PyNAST 1.2.1 release, and moving the PyNAST blog

November 16, 2013 Leave a comment

Hi all,

I’m happy to announce the PyNAST 1.2.1 release, available for download here. This is primarily a bug fix release, allowing PyNAST to make smarter decisions about where to store temporary files. This had been an issue for some PyNAST users working in cluster environments. If this hasn’t been an issue for you, it is not important to upgrade from PyNAST 1.2.0.

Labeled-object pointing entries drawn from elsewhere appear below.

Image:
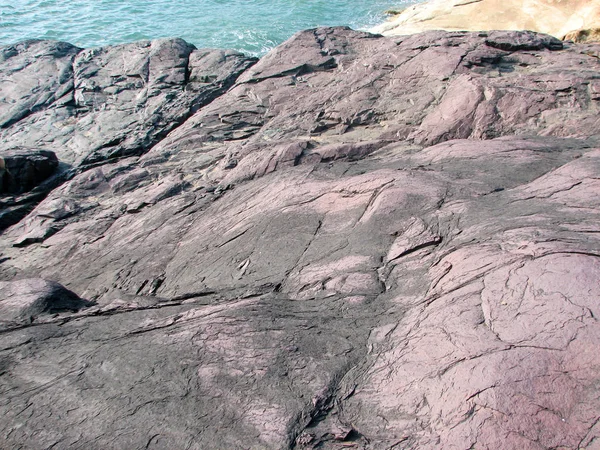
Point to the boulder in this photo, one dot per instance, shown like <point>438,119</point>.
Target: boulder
<point>546,16</point>
<point>23,169</point>
<point>22,302</point>
<point>361,242</point>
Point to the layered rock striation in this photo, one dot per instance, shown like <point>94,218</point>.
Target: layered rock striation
<point>355,242</point>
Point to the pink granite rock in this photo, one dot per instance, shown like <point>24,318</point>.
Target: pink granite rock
<point>363,242</point>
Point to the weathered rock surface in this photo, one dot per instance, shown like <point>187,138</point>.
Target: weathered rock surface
<point>365,242</point>
<point>562,18</point>
<point>23,301</point>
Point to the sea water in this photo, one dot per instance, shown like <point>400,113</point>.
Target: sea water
<point>252,26</point>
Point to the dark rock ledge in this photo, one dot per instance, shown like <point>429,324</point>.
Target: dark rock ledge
<point>357,242</point>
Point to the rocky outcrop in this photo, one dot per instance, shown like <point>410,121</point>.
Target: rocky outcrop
<point>558,18</point>
<point>365,242</point>
<point>22,302</point>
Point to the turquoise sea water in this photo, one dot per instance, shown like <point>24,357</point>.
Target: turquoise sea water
<point>252,26</point>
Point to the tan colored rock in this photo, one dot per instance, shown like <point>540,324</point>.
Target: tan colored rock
<point>547,16</point>
<point>588,35</point>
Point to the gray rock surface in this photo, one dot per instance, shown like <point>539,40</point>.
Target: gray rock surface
<point>362,242</point>
<point>22,170</point>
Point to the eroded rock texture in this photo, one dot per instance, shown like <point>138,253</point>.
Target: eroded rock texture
<point>366,242</point>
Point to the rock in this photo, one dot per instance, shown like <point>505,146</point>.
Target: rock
<point>23,301</point>
<point>545,16</point>
<point>362,242</point>
<point>114,101</point>
<point>21,170</point>
<point>587,35</point>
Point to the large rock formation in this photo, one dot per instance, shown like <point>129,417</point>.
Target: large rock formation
<point>365,242</point>
<point>574,19</point>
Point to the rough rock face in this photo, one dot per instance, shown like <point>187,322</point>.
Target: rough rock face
<point>558,18</point>
<point>366,242</point>
<point>22,170</point>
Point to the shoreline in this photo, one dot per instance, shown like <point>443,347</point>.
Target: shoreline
<point>569,19</point>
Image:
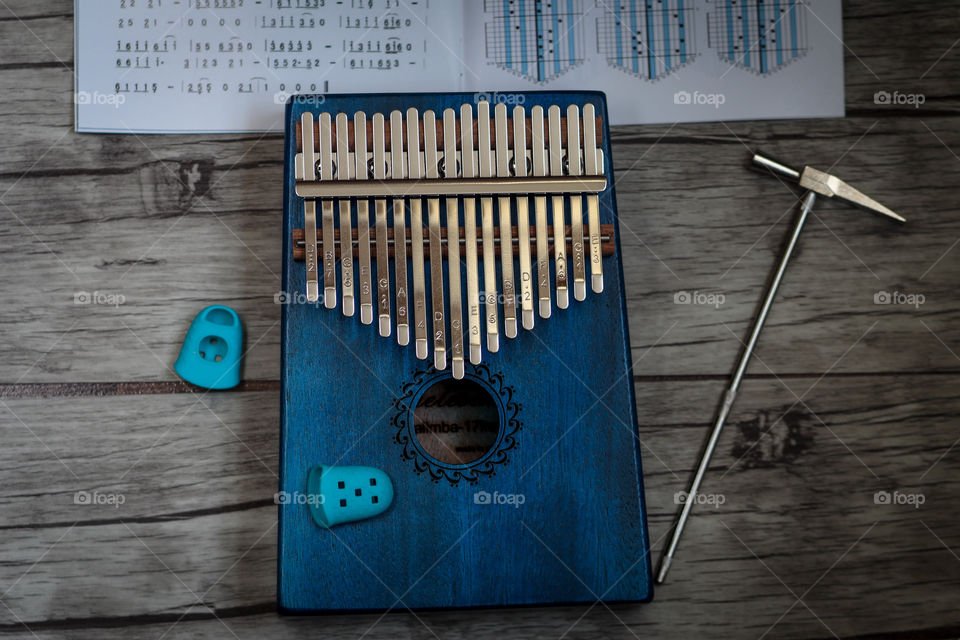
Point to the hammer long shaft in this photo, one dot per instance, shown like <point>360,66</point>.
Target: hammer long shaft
<point>731,392</point>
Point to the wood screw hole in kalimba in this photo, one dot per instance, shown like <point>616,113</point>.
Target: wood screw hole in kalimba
<point>403,166</point>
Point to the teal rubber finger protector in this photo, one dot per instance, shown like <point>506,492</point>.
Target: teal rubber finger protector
<point>210,356</point>
<point>347,494</point>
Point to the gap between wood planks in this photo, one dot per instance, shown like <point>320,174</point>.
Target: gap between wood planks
<point>160,387</point>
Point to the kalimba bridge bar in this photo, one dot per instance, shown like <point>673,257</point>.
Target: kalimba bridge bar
<point>477,176</point>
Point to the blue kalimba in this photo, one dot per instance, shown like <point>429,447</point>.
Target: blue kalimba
<point>458,419</point>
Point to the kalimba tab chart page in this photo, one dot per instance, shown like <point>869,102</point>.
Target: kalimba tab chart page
<point>229,65</point>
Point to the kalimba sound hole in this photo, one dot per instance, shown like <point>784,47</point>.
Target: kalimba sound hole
<point>456,421</point>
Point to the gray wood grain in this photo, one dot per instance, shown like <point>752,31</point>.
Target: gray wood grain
<point>686,225</point>
<point>198,518</point>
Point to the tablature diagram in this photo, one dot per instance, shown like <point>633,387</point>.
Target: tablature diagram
<point>536,39</point>
<point>761,36</point>
<point>647,38</point>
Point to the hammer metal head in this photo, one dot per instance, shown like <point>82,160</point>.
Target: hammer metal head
<point>824,184</point>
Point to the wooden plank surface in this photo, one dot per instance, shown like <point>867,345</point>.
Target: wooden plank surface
<point>795,501</point>
<point>173,223</point>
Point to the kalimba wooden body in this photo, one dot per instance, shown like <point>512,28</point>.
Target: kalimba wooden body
<point>519,483</point>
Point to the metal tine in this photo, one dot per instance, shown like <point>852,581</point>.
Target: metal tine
<point>415,168</point>
<point>506,224</point>
<point>485,163</point>
<point>363,218</point>
<point>309,208</point>
<point>345,172</point>
<point>398,172</point>
<point>329,246</point>
<point>453,244</point>
<point>523,217</point>
<point>591,168</point>
<point>469,170</point>
<point>539,156</point>
<point>380,214</point>
<point>576,204</point>
<point>559,228</point>
<point>432,162</point>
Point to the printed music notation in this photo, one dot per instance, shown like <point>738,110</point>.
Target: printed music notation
<point>230,65</point>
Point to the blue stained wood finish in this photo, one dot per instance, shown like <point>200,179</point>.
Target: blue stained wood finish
<point>567,443</point>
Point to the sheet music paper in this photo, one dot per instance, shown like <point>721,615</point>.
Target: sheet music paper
<point>153,66</point>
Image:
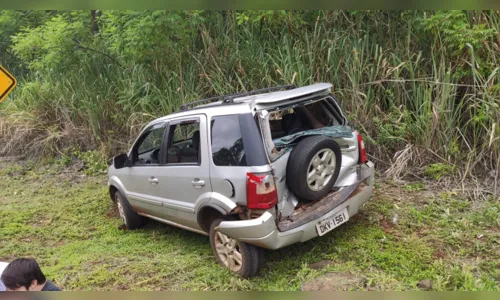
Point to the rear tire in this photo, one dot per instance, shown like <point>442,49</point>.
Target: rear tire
<point>240,258</point>
<point>313,167</point>
<point>130,218</point>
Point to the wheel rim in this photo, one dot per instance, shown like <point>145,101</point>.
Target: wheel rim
<point>121,212</point>
<point>228,251</point>
<point>321,168</point>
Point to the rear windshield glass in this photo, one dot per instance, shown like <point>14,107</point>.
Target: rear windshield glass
<point>227,141</point>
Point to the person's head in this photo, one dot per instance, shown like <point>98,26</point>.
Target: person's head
<point>23,274</point>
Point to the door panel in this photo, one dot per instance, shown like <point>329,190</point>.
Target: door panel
<point>185,176</point>
<point>146,157</point>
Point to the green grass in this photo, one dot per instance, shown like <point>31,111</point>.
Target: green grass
<point>67,222</point>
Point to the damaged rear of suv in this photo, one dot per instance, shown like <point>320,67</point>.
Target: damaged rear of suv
<point>262,169</point>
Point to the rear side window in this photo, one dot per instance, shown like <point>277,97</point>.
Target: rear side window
<point>227,141</point>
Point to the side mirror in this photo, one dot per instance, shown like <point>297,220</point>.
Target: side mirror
<point>120,161</point>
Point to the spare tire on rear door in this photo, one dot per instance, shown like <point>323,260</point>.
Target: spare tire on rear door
<point>313,167</point>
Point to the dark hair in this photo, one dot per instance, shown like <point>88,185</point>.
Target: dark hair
<point>21,272</point>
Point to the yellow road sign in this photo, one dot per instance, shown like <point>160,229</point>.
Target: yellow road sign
<point>7,83</point>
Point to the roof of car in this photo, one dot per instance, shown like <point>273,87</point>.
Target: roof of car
<point>279,96</point>
<point>248,102</point>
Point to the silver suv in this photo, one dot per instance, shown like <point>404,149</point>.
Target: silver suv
<point>262,169</point>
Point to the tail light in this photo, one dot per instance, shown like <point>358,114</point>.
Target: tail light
<point>362,151</point>
<point>261,191</point>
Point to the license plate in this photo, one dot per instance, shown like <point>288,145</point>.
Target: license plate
<point>329,224</point>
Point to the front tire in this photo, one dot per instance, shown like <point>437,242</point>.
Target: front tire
<point>241,258</point>
<point>130,218</point>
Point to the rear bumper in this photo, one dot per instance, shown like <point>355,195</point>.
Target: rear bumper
<point>264,232</point>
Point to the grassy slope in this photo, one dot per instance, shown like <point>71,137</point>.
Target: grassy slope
<point>67,222</point>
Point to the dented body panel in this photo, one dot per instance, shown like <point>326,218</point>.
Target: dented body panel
<point>182,193</point>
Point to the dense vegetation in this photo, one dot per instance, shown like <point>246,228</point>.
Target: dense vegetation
<point>423,87</point>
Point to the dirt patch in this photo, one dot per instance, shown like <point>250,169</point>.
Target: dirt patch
<point>320,264</point>
<point>341,281</point>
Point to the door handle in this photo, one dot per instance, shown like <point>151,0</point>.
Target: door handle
<point>198,183</point>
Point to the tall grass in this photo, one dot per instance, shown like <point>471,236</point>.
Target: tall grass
<point>399,93</point>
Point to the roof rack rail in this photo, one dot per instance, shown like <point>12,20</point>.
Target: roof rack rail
<point>227,99</point>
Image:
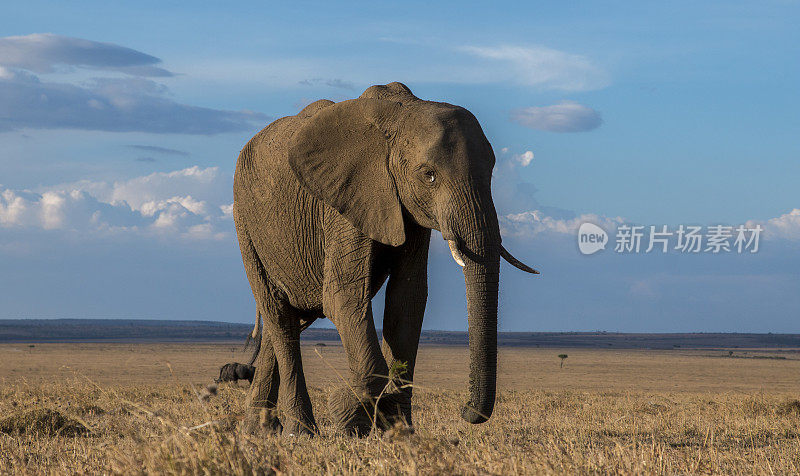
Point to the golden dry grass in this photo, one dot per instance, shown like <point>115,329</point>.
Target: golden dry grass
<point>619,412</point>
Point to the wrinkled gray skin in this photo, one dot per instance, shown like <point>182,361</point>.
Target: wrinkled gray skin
<point>234,372</point>
<point>330,203</point>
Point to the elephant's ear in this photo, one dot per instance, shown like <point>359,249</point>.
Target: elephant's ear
<point>340,155</point>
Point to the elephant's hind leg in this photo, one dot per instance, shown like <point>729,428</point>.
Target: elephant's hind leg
<point>262,401</point>
<point>284,331</point>
<point>261,413</point>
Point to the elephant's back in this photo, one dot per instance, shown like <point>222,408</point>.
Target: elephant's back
<point>282,220</point>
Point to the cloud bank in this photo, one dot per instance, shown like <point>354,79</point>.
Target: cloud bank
<point>45,52</point>
<point>128,104</point>
<point>183,204</point>
<point>566,116</point>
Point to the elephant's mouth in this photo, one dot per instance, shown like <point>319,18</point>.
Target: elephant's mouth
<point>459,251</point>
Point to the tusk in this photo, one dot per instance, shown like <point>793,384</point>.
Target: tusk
<point>514,261</point>
<point>457,256</point>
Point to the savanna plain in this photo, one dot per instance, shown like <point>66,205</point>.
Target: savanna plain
<point>147,408</point>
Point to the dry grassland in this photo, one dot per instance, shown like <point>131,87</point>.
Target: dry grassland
<point>135,408</point>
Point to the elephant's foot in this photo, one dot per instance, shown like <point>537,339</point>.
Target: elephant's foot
<point>259,421</point>
<point>299,425</point>
<point>355,415</point>
<point>393,409</point>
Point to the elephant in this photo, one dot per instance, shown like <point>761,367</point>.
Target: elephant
<point>335,201</point>
<point>234,372</point>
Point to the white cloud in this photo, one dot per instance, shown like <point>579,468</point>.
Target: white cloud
<point>127,104</point>
<point>538,67</point>
<point>45,52</point>
<point>541,67</point>
<point>786,226</point>
<point>160,204</point>
<point>525,158</point>
<point>566,116</point>
<point>534,222</point>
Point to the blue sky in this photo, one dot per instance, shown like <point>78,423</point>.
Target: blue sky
<point>120,125</point>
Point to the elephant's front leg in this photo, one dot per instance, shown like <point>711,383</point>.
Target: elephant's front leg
<point>284,333</point>
<point>406,296</point>
<point>346,302</point>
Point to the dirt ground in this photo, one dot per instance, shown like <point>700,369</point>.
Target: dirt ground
<point>145,409</point>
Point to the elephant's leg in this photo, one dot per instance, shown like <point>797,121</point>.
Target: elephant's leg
<point>352,406</point>
<point>261,413</point>
<point>262,400</point>
<point>406,296</point>
<point>284,333</point>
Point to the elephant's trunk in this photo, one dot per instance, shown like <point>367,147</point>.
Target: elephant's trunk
<point>480,251</point>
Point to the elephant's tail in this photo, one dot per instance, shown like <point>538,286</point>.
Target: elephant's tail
<point>254,337</point>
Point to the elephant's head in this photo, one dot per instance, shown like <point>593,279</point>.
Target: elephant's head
<point>389,157</point>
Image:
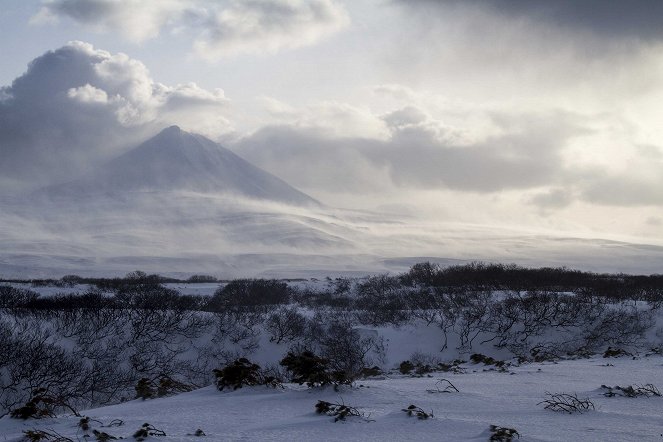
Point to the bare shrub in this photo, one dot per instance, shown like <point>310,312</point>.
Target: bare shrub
<point>632,391</point>
<point>566,403</point>
<point>417,412</point>
<point>502,434</point>
<point>285,324</point>
<point>339,412</point>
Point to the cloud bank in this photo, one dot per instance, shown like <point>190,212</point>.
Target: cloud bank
<point>218,29</point>
<point>78,105</point>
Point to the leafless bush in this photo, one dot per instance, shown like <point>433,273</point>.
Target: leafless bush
<point>566,403</point>
<point>286,324</point>
<point>647,390</point>
<point>339,412</point>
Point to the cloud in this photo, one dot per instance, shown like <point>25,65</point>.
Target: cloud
<point>254,26</point>
<point>221,28</point>
<point>419,153</point>
<point>331,119</point>
<point>78,105</point>
<point>610,19</point>
<point>137,20</point>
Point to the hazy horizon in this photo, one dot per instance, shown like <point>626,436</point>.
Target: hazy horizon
<point>490,130</point>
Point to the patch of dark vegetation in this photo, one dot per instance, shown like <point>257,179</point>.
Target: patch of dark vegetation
<point>44,436</point>
<point>146,430</point>
<point>502,434</point>
<point>41,404</point>
<point>339,412</point>
<point>307,368</point>
<point>418,412</point>
<point>444,386</point>
<point>566,403</point>
<point>615,353</point>
<point>241,373</point>
<point>647,390</point>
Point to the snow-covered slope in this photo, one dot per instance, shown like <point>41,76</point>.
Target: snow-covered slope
<point>175,160</point>
<point>485,398</point>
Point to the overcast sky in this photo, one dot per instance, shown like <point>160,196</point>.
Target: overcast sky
<point>527,114</point>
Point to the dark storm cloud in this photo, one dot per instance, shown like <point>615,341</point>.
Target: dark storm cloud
<point>608,18</point>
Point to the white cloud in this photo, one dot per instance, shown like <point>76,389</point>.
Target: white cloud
<point>256,26</point>
<point>88,94</point>
<point>137,20</point>
<point>219,28</point>
<point>78,105</point>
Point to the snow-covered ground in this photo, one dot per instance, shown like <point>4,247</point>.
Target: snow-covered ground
<point>509,399</point>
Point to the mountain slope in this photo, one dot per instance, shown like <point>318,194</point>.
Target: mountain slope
<point>175,160</point>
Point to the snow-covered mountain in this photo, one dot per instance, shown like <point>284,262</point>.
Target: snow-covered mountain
<point>175,160</point>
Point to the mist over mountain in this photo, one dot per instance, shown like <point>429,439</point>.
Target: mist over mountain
<point>175,160</point>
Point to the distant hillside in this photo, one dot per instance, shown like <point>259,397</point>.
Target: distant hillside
<point>182,161</point>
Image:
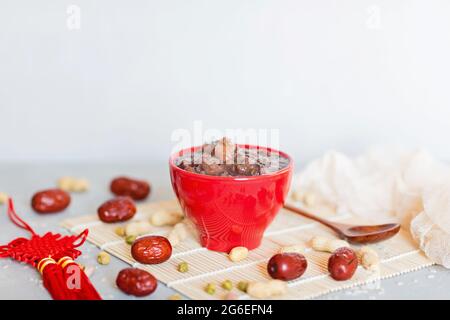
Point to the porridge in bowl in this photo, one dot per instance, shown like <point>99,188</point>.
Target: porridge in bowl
<point>224,158</point>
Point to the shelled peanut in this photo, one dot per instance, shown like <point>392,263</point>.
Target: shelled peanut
<point>368,258</point>
<point>266,289</point>
<point>71,184</point>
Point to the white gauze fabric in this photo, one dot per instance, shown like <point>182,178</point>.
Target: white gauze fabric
<point>408,186</point>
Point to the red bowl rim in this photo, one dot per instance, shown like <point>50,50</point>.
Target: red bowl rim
<point>289,167</point>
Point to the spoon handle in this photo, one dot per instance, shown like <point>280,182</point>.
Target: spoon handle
<point>303,212</point>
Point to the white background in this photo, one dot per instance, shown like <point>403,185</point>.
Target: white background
<point>343,74</point>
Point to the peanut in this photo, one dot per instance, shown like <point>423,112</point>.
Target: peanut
<point>178,234</point>
<point>368,258</point>
<point>319,243</point>
<point>3,198</point>
<point>238,254</point>
<point>266,289</point>
<point>137,228</point>
<point>166,218</point>
<point>297,248</point>
<point>71,184</point>
<point>103,258</point>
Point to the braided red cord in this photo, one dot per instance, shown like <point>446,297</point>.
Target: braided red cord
<point>38,247</point>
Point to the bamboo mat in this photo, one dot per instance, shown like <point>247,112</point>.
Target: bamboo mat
<point>398,255</point>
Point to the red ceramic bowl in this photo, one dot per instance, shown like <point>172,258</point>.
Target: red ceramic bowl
<point>230,211</point>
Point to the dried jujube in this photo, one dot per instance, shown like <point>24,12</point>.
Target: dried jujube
<point>342,264</point>
<point>50,201</point>
<point>125,186</point>
<point>136,282</point>
<point>151,250</point>
<point>287,266</point>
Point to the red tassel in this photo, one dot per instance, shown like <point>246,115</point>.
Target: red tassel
<point>63,280</point>
<point>54,281</point>
<point>77,281</point>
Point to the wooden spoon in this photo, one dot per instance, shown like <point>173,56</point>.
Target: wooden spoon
<point>353,234</point>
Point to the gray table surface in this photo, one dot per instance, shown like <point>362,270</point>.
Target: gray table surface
<point>18,281</point>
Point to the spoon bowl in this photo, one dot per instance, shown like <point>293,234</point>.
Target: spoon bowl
<point>370,234</point>
<point>353,234</point>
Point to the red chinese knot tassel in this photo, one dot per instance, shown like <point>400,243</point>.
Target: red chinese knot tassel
<point>53,256</point>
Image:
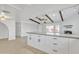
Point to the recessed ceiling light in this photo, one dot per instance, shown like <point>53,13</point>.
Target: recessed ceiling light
<point>54,15</point>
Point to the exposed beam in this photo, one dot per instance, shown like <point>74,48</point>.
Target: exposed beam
<point>38,18</point>
<point>34,21</point>
<point>61,15</point>
<point>49,18</point>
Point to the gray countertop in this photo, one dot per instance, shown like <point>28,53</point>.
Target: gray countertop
<point>55,35</point>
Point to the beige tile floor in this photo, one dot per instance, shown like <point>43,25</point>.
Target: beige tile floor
<point>16,47</point>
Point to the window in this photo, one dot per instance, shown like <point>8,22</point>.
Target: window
<point>52,29</point>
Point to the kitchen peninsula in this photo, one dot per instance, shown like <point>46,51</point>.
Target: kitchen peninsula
<point>55,44</point>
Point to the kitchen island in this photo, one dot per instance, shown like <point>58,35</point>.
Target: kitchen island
<point>54,44</point>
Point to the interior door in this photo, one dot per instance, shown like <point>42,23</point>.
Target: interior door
<point>74,46</point>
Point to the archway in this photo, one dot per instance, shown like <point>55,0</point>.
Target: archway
<point>4,31</point>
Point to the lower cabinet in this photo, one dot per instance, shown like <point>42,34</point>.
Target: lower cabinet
<point>49,44</point>
<point>74,46</point>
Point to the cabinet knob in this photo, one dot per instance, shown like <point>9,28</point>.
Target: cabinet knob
<point>55,44</point>
<point>55,38</point>
<point>55,50</point>
<point>30,38</point>
<point>38,40</point>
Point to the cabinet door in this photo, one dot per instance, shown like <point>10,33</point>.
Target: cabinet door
<point>44,44</point>
<point>74,46</point>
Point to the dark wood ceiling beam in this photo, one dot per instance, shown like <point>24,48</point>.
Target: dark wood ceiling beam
<point>49,18</point>
<point>34,21</point>
<point>38,18</point>
<point>61,15</point>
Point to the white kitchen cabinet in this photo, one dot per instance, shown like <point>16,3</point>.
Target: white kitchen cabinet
<point>74,46</point>
<point>58,45</point>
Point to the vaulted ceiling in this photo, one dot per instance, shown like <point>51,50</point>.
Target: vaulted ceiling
<point>25,11</point>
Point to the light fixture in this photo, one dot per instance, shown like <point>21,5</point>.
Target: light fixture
<point>3,16</point>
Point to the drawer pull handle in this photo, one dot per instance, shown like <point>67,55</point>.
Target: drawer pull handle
<point>30,38</point>
<point>38,40</point>
<point>55,44</point>
<point>55,50</point>
<point>54,38</point>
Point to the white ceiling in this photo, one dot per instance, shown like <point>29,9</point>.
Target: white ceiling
<point>25,11</point>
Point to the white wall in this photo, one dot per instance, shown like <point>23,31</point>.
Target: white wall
<point>4,31</point>
<point>28,27</point>
<point>72,21</point>
<point>11,26</point>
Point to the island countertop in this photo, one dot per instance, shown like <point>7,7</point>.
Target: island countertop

Also, this will be the last post on the PyNAST blog. All future news and announcements related to PyNAST will be posted to the QIIME blog, so if you’re not already subscribed there, you should sign up. The QIIME blog is a very low traffic list (typically less that one message per month). Merging these blogs will help me reduce my administrative burden so I can spend more time doing science and writing software.

Thanks for using PyNAST, and hope to see you on the QIIME blog!



PyNAST 1.1 released: better alignments and a 15x speed increase!

The PyNAST 1.1 release went live today with several notable improvements. The first thing users need to know is that PyNAST now requires PyCogent 1.4.1 (get it here) and uclust 1.1.579 (get it here). Also, BLAST is no longer required, but can optionally be used for the pairwise alignment step. Unless you have specific reasons for using it, for example if you expect that one or both of the ends of your reads may be problematic, I recommend sticking with the default pairwise aligner, which is now uclust. uclust used a speed-optimized Needleman-Wunsch alignment.

The list of features that were added differs somewhat from the slated features announced last week. Of the three major changes I mentioned, the only one that actually made it into this release was feature 1, the switch from BLAST for sequence searching and aligning, to uclust for searching and aligning. This gave some nice improvements to the alignment quality over using BLAST, so for the time-being I decided to hold off on features 2 and 3.

A major enhancement in PyNAST 1.1 is that an issue which lead to poor alignments, and thereby artificially long branches in phylogenetic trees, has been dealt with. It appears that differences in BLAST parameter settings were causing rare differences between NAST and PyNAST 1.0 alignments. Large gaps were being handled in different way between the two implementations: NAST would truncate the sequence to avoid a poor alignment, while PyNAST would try to align the region. By default, PyNAST 1.1 uses a global rather than local alignment, and as a consequence achieves better alignments in these cases. Interested users can check out this alignment — I recommend viewing this in a text editor (e.g., TextMate), turning off soft wrapping of lines, and jumping to around column 1637 to see where the difference in implementations begin to differ. As you can see, PyNAST 1.1 achieves the best alignment of the three with respect to the template sequence. This is also evident when comparing FastTree phylogenies built from lanemasked variants of the full alignments. The long branch in Figure 1a corresponds to the sequence presented in the alignment.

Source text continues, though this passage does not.